Mar 23, 2007
Smokin'
Saw Clay McLeod Chapman's volume of smoke last night, directed by fellow blogger Isaac Butler with great care and finesse at the lovely 14th Street Y Theatre. Its inspiration is a little-remembered fire in a Richmond, VA theatre in 1811, in which 72 people perished, and on the charred ruins of which Monumental Church was built.
A cast of six, in period clothes on a mostly bare stage, recounts the performance, the fire, and its aftermath from various points of view, from a musician in the pit to bystanders outside who arrived to help; even the voices of the dead get the floor for a few chilling moments.
The resonances with a certain disaster of our lifetime--we hear about victims jumping from higher stories to avoid the blaze, about squabbles over what to build on the site's ashes, about opportunistic judgments about the meaning of the tragedy--are striking, if ultimately not exactly illuminating.

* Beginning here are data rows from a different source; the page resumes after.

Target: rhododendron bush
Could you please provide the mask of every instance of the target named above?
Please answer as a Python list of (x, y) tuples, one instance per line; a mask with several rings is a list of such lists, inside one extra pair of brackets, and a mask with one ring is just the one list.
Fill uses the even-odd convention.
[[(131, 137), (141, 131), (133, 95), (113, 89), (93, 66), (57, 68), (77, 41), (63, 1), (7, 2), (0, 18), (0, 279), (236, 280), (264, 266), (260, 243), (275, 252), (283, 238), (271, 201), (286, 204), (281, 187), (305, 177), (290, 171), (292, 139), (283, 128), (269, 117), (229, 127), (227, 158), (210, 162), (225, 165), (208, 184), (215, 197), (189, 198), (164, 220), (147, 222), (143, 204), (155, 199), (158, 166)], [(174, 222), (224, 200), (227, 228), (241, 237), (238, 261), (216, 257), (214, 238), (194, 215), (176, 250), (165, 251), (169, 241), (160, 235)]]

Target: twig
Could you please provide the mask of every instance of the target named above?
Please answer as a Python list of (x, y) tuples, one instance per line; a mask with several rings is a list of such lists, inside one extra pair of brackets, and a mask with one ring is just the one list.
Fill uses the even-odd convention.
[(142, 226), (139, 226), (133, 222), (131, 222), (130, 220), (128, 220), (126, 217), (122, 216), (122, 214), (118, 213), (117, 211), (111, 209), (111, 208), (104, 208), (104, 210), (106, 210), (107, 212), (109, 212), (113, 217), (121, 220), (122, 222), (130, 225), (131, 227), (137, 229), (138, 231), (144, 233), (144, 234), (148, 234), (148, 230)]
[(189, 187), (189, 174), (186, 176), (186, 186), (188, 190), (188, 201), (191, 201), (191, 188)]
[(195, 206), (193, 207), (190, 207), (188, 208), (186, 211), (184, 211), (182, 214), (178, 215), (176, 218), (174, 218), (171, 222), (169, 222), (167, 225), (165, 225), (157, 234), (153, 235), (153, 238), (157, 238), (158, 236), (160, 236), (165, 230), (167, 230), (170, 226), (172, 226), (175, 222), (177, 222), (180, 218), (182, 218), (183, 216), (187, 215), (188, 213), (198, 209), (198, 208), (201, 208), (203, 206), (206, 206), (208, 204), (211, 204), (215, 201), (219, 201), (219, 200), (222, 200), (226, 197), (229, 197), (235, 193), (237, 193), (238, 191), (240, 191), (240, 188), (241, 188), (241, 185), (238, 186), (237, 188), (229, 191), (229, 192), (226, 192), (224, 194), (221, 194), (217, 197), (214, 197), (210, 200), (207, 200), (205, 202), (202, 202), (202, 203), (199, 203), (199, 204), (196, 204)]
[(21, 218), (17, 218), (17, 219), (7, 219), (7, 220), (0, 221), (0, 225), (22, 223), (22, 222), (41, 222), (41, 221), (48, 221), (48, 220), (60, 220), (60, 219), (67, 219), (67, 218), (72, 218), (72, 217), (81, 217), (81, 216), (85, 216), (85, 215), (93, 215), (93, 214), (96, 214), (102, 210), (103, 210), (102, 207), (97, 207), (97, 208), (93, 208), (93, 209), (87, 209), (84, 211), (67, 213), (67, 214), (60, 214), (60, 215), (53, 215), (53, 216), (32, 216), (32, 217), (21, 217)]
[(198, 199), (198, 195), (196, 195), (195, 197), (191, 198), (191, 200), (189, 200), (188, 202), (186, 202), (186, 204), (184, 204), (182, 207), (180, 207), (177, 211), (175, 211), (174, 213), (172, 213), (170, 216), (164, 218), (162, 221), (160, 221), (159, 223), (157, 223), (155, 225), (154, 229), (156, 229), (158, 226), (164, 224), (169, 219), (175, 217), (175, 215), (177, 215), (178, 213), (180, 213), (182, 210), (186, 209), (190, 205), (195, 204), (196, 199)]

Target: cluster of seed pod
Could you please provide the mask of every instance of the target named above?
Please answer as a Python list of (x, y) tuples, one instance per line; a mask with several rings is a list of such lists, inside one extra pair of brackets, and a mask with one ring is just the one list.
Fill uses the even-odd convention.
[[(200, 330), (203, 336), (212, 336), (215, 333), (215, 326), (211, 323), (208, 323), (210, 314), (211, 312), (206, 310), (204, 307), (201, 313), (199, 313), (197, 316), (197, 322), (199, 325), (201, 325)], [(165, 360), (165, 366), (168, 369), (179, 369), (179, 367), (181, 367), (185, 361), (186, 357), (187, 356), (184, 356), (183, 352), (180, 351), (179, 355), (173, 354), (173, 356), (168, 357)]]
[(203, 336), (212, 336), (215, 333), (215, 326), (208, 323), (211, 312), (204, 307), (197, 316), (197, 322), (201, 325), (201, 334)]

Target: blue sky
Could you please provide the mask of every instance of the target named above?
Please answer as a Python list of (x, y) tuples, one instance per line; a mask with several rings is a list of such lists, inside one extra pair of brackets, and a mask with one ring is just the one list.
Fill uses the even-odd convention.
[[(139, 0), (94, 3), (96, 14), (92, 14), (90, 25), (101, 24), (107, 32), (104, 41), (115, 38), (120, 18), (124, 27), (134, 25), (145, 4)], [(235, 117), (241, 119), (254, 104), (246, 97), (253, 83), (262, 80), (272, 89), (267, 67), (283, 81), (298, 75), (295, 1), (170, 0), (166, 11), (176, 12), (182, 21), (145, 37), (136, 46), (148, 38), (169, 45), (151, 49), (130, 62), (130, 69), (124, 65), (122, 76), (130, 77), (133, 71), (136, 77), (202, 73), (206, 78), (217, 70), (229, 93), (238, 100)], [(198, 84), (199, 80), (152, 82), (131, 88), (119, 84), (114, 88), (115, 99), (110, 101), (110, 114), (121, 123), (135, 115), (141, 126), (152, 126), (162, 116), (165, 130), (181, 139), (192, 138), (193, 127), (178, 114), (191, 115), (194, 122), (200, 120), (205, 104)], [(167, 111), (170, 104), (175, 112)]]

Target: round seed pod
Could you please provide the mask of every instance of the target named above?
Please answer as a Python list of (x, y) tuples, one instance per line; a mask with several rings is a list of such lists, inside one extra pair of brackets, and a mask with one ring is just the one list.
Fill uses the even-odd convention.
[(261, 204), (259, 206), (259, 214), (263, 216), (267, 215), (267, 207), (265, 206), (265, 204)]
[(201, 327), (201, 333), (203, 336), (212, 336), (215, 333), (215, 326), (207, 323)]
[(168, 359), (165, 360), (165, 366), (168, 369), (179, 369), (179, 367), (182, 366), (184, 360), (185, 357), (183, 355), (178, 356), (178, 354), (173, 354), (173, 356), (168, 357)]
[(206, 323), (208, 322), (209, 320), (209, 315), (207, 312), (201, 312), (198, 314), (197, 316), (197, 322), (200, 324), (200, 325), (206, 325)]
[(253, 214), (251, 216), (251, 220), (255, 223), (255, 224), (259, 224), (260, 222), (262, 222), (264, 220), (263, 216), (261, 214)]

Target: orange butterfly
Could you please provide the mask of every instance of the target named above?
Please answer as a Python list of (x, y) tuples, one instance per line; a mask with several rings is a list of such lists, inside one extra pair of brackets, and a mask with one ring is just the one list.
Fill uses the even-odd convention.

Indeed, despite the beautiful, intent work of Butler and his cast--particularly Daryl Lathon, Brian Silliman, and Molly Wright Stuart--I didn't feel that the show met the storyteller's basic challenge: Why this story, now, told this way? Its well-rendered moments of beauty, terror, and poignance have the inexplicable, riveting power of ghost stories told in a darkened room, but for me these highlights didn't quite overcome the sense that I'd stumbled into a heartfelt funeral for someone I didn't know. Here Isaac makes a better case than the play itself does.